Running MiniMax M2.7 based on VLLM, the longer it runs, the dumber the model feels.
I have deployed the MiniMax M2.5 and MiniMax M2.7 models on H200 using VLLM. From the user experience, I noticed a pattern: it seems that the more service calls are made, the worse the model's accuracy becomes.
This reminds me of how vllm 0.17.1 fixed an issue where the Qwen3.5 model's accuracy gradually declined over time. I suspect there might be a similar hidden problem in the inference code for MiniMax models.
I want to believe that the reason for the terrible performance is the missing 6 safetensor files after 0124 of 130. Luckily, I did not delete M-2.5 and have no issue reverting to that version.

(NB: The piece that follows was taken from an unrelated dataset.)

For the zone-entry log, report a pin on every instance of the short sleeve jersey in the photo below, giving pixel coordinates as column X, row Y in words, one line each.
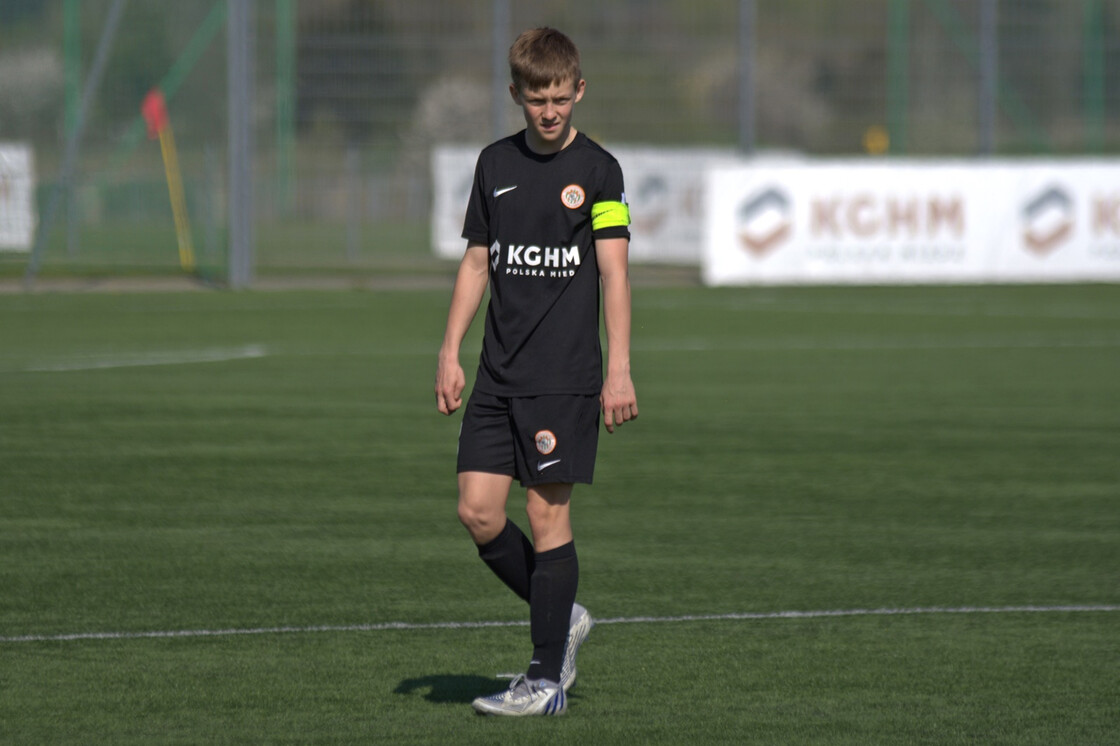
column 535, row 214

That's not the reason. The absence of MTP files does not cause a decrease in accuracy.
This is an issue with the runtime state. I started noticing this problem because the model initially frequently calls sub-agents to handle certain tasks. However, as the service continues to be invoked, it increasingly prefers to solve problems in one go within the main Agent during encoding. The frequency of calling sub-agents is decreasing more and more.
hmm... well whatever the reason, there's no denying in my mind that 2.5 is a much better performer. I have not deleted the 2.7 model yet, but at this point, I think it safe to say I'll continue using 2.5 for the foreseeable future.